Is it possible that there are low memory condition on NetXMS server? From crash dump it looks like some internal memory allocation fails.

Best regards,
Victor

Anders

Hi Victor,

You are right, it seems to be some sort of low memory condition.

The machine that's hosting my NetXMS server is equiped with 2GB of ram (I doubt that NetXMS should require more than that?).
A quick process listing shows that netxmsd uses 84% (!) of the available system memory.

Could this maybe be caused by a to high NumberOfDataCollectors value? I have mine set to 50, as I'm monitoring about 50-60 machines with about 5-20 DCIs / machine, every 1min - 5min.

Victor Kirhenshtein

Hi!

Looks like memory leak in netxmsd. Can you please add to monitoring memory used by netxmsd process and send me how it changes over time?

Best regards,
Victor

Anders

Sure... just to clarify, you want me to monitor the memory usage over time of the netxmsd process?

Victor Kirhenshtein


Anders

I activated monitoring of the memory usage for the netxmsd process yesterday just after your message, this is what has been logged so far (see the attachment).

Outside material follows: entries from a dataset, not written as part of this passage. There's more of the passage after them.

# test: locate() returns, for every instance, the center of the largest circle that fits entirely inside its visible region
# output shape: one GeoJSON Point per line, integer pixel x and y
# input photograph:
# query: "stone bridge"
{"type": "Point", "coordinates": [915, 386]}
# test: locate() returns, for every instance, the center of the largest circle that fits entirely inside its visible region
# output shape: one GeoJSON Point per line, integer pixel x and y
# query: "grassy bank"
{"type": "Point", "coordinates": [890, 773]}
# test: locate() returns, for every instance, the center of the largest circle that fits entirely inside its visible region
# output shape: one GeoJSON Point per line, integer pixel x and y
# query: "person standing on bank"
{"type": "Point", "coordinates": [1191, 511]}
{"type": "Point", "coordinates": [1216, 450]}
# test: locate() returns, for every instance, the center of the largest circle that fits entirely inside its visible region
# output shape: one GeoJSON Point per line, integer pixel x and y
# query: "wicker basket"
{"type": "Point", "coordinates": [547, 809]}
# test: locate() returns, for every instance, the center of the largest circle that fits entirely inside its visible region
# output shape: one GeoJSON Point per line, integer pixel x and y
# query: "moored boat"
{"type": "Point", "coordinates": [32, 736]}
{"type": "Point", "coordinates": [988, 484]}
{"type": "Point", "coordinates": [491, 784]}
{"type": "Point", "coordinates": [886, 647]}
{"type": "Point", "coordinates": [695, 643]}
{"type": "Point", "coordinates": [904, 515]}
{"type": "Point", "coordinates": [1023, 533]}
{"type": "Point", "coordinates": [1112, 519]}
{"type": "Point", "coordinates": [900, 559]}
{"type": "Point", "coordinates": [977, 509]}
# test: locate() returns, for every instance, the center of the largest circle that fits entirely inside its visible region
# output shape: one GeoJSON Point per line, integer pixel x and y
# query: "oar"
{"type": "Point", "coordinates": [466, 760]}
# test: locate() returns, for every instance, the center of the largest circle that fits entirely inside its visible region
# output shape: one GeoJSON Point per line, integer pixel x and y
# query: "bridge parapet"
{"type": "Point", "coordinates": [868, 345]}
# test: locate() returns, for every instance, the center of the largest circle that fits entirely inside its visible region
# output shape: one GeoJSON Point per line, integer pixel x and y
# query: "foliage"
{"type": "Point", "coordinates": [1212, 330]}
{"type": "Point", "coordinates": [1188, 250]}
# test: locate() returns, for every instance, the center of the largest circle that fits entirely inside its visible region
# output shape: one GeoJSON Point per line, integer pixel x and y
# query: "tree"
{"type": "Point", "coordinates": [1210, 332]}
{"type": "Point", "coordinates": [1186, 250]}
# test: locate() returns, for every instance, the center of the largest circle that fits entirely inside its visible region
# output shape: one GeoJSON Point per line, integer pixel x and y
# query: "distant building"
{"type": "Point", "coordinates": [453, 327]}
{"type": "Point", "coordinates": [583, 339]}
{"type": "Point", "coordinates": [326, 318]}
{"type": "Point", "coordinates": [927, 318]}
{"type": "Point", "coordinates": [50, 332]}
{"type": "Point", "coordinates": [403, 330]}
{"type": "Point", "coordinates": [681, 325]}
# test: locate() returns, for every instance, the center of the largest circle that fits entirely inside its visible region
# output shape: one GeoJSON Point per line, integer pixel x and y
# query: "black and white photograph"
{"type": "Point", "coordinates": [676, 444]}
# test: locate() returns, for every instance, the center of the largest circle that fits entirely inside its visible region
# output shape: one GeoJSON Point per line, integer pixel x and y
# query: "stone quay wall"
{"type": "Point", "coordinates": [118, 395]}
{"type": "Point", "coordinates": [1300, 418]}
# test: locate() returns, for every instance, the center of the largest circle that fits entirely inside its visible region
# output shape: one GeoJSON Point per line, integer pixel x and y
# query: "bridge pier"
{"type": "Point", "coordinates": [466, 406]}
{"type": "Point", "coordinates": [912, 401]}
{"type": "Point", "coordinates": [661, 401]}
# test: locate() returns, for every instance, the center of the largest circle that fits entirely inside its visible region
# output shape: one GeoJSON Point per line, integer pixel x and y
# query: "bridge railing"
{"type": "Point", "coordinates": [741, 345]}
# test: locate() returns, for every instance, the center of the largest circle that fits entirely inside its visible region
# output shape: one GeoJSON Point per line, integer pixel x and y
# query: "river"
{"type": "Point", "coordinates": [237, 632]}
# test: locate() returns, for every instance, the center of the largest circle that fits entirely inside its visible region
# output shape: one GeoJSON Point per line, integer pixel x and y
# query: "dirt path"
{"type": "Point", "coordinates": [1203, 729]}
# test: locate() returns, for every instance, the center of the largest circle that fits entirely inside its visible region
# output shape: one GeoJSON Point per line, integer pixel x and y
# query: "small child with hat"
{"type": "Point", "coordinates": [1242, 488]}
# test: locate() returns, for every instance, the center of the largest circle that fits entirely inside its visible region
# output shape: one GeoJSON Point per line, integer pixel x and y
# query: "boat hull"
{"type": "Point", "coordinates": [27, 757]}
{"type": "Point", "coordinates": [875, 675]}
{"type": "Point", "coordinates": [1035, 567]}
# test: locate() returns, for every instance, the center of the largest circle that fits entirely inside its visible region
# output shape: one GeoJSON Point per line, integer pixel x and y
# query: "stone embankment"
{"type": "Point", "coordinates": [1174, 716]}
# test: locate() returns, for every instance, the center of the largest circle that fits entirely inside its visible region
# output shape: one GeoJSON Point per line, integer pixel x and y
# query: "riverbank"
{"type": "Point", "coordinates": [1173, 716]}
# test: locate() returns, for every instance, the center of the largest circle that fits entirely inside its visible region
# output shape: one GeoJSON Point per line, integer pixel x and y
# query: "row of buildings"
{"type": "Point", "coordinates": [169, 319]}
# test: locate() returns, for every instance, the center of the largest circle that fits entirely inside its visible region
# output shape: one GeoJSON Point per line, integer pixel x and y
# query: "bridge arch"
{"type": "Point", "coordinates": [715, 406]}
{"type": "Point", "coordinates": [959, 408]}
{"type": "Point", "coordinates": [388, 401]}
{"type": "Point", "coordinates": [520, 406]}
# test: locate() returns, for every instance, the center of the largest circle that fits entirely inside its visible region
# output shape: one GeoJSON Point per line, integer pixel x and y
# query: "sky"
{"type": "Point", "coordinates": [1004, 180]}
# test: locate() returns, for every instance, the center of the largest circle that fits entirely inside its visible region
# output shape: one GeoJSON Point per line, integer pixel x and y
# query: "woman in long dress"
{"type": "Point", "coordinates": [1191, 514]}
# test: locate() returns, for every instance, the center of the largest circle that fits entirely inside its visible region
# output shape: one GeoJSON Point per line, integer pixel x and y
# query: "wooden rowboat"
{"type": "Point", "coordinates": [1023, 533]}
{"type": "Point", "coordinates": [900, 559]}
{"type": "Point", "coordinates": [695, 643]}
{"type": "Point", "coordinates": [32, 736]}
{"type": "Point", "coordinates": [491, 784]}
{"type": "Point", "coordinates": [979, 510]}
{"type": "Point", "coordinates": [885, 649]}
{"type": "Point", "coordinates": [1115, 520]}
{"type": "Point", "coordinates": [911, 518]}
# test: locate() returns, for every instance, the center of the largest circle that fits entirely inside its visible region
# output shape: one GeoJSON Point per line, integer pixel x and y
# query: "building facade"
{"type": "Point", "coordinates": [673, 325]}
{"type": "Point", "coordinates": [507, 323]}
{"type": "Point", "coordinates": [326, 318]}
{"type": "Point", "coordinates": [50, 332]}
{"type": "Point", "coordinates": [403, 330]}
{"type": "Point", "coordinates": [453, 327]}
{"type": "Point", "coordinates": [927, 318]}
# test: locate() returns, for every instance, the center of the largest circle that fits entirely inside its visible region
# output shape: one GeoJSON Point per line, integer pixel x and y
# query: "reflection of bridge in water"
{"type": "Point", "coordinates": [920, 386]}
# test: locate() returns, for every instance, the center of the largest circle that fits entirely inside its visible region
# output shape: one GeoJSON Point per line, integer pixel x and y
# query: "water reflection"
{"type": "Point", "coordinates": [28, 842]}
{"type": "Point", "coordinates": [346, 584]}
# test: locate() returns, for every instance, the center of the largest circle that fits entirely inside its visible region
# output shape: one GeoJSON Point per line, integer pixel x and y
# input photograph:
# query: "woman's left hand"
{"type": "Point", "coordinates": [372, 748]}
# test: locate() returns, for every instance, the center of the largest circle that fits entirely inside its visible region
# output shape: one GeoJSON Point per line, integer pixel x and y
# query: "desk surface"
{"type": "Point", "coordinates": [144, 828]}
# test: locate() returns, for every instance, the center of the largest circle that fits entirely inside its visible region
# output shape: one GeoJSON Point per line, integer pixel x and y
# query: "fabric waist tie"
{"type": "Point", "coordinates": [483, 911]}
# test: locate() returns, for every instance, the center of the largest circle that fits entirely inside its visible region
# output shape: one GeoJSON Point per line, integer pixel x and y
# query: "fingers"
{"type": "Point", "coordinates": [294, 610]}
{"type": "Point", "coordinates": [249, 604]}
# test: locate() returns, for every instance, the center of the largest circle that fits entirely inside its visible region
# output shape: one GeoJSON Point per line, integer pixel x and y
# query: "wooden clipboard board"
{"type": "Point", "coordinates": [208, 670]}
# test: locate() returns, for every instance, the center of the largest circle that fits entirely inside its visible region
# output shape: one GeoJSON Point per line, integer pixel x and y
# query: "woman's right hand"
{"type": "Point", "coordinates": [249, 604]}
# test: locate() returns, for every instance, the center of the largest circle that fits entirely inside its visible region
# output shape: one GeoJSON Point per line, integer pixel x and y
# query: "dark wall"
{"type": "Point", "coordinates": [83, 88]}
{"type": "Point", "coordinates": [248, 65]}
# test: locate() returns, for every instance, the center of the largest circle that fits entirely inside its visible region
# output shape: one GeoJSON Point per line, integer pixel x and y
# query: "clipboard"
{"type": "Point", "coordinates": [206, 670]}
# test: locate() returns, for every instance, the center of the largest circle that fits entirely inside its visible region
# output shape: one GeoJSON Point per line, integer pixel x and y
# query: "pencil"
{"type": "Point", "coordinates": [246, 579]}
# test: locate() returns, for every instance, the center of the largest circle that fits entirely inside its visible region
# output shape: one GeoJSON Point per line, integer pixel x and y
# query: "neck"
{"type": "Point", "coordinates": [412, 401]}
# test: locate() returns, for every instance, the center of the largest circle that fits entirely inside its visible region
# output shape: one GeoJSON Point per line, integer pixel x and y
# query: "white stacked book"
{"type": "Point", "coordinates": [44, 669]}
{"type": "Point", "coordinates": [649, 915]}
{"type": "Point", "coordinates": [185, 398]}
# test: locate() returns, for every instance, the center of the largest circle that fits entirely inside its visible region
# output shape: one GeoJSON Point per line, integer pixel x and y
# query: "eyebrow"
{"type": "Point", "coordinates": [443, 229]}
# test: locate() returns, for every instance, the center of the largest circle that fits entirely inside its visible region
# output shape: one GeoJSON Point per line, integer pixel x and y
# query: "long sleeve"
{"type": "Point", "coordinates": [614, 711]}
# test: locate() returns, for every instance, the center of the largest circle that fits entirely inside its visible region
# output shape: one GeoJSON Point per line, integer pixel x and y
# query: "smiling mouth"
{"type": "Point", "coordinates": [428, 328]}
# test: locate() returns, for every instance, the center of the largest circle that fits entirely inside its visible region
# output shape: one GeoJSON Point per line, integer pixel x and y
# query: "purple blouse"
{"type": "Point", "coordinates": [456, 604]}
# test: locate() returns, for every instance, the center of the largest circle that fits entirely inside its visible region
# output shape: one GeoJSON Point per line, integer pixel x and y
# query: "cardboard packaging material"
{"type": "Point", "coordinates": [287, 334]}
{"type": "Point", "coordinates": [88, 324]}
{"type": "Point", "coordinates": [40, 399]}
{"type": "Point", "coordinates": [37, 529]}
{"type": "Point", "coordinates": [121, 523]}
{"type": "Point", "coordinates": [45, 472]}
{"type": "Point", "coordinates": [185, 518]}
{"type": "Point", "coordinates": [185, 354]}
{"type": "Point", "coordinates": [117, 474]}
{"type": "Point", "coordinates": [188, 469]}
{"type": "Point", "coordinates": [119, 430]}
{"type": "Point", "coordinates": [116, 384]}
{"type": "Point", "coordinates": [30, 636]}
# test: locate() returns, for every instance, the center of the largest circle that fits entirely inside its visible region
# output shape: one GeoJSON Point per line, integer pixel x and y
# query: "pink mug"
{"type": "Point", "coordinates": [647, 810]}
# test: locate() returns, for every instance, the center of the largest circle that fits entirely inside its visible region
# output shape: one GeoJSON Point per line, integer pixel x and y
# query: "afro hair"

For now, I have built a script that automatically checks for a netxmsd process and if it isn't running, it will be started, therefor the "rollercoaster" look on the memory usage graph :)

Victor Kirhenshtein

Hi!

I have found and fixed some memory leaks, but no one of them seems to be able to eat memory so fast. However, can you try to install the following version: https://www.netxms.org/download/dev/netxms-1.0.12-rc-19062011.tar.gz? If this will not help, could you please run your server under valgrind for 5-10 minutes and send me the log? Command for running server under valgrind is following:

valgrind --leak-check=full --undef-value-errors=no --log-file=/tmp/netxmsd_valgrind.log /opt/netxms/bin/netxmsd -D 5

To stop server, enter command "down" on server's prompt.

Best regards,
Victor

Anders

Sure, I've just made a deb-package with the following configuration options, I will keep you informed about the progress...


dh_auto_configure -- --prefix=/usr/ --with-openssl --with-gd --with-pgsql --with-nxhttpd --with-agent --with-server --with-client

Anders

Seems as if the 1.0.12-RC19062011 solved my problem :)

The netxmsd daemon has been stable on about 25-30mb of memory for over 24h now.